Two Chechens, one a police officer who fought insurgents and the second a security guard, were charged in a Moscow court on Sunday in connection with the killing of Boris Nemtsov, a leading Kremlin critic, while three other suspects were jailed pending further investigation.
Judge Nataliya Mushnikova of Basmanny District Court said that the officer, Zaur Dadayev, had confessed to involvement in the killing and that other evidence confirmed his participation, Russian news agencies reported, but no further details were available.
The second suspect charged, Anzor Gubashev, pleaded not guilty.
Photo: AFP
Despite the court appearances, neither the court nor Russian law enforcement agencies presented coherent pictures of the case, including the roles played by the suspects or any motive they might have had.

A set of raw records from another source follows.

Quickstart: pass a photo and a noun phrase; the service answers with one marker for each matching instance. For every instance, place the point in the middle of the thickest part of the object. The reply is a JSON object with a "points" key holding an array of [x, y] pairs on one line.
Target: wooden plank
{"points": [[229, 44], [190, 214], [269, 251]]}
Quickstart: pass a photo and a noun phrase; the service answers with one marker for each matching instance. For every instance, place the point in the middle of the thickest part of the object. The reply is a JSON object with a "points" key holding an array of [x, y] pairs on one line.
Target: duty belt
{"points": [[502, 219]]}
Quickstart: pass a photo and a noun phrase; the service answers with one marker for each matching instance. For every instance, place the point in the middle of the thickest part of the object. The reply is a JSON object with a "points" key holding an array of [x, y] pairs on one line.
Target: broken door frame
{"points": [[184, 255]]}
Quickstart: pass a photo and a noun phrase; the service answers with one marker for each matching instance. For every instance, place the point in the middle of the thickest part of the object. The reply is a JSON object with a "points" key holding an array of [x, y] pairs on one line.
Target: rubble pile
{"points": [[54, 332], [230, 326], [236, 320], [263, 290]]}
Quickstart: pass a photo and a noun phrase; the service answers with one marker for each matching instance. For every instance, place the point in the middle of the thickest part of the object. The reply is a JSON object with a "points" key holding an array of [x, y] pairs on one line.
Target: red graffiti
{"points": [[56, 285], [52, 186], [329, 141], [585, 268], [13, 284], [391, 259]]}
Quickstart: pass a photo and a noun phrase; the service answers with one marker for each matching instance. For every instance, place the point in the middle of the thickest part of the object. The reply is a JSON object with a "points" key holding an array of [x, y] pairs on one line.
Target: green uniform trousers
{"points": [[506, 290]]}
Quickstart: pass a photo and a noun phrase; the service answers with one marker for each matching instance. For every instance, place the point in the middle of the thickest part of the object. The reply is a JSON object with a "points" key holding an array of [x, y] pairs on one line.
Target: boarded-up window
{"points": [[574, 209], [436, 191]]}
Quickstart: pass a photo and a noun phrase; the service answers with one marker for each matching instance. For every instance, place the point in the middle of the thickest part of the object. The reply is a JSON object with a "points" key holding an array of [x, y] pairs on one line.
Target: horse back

Dadayev and Gubashev, whose arrests were announced on Saturday by Russia’s top law enforcement official, are believed to be the two directly involved in fatally shooting Nemtsov on Feb. 27.
The three other suspects who appeared in court on Sunday, accused of being accomplices, were Gubashev’s younger brother, Shagid, a truck driver; Khamzad Bakhaev; and Tamerlan Eskerkhanov, the Tass news agency reported.
All five were jailed for up to two months.
Since the shooting took place within sight of the Kremlin, among the most heavily guarded sites in Moscow, opposition figures have accused the government of complicity, which it has denied.
A colleague of Nemtsov said suggestions he was killed by Muslim militants were nonsensical and useful for the Kremlin because they deflected accusations that officials were involved.
Speculation about a militant link strengthened after Dadayev’s former boss said the suspect had been angered by publication of caricatures of the Prophet Mohammed in French satirical magazine Charlie Hebdo.
When Nemtsov was shot dead last week as he walked across a bridge next to the Kremlin, it took 11 minutes before a police car arrived at the scene, according to the time stamp on closed circuit television footage.
From the moment the 55-year-old former deputy prime minister was shot, associates of the Kremlin critic have been asking why the police took so long to get there, and how, in such a heavily monitored location, someone could fire six shots at him and get away.
Sources say they believe Russian security agencies, which run close surveillance on many prominent opposition figures, were monitoring Nemtsov.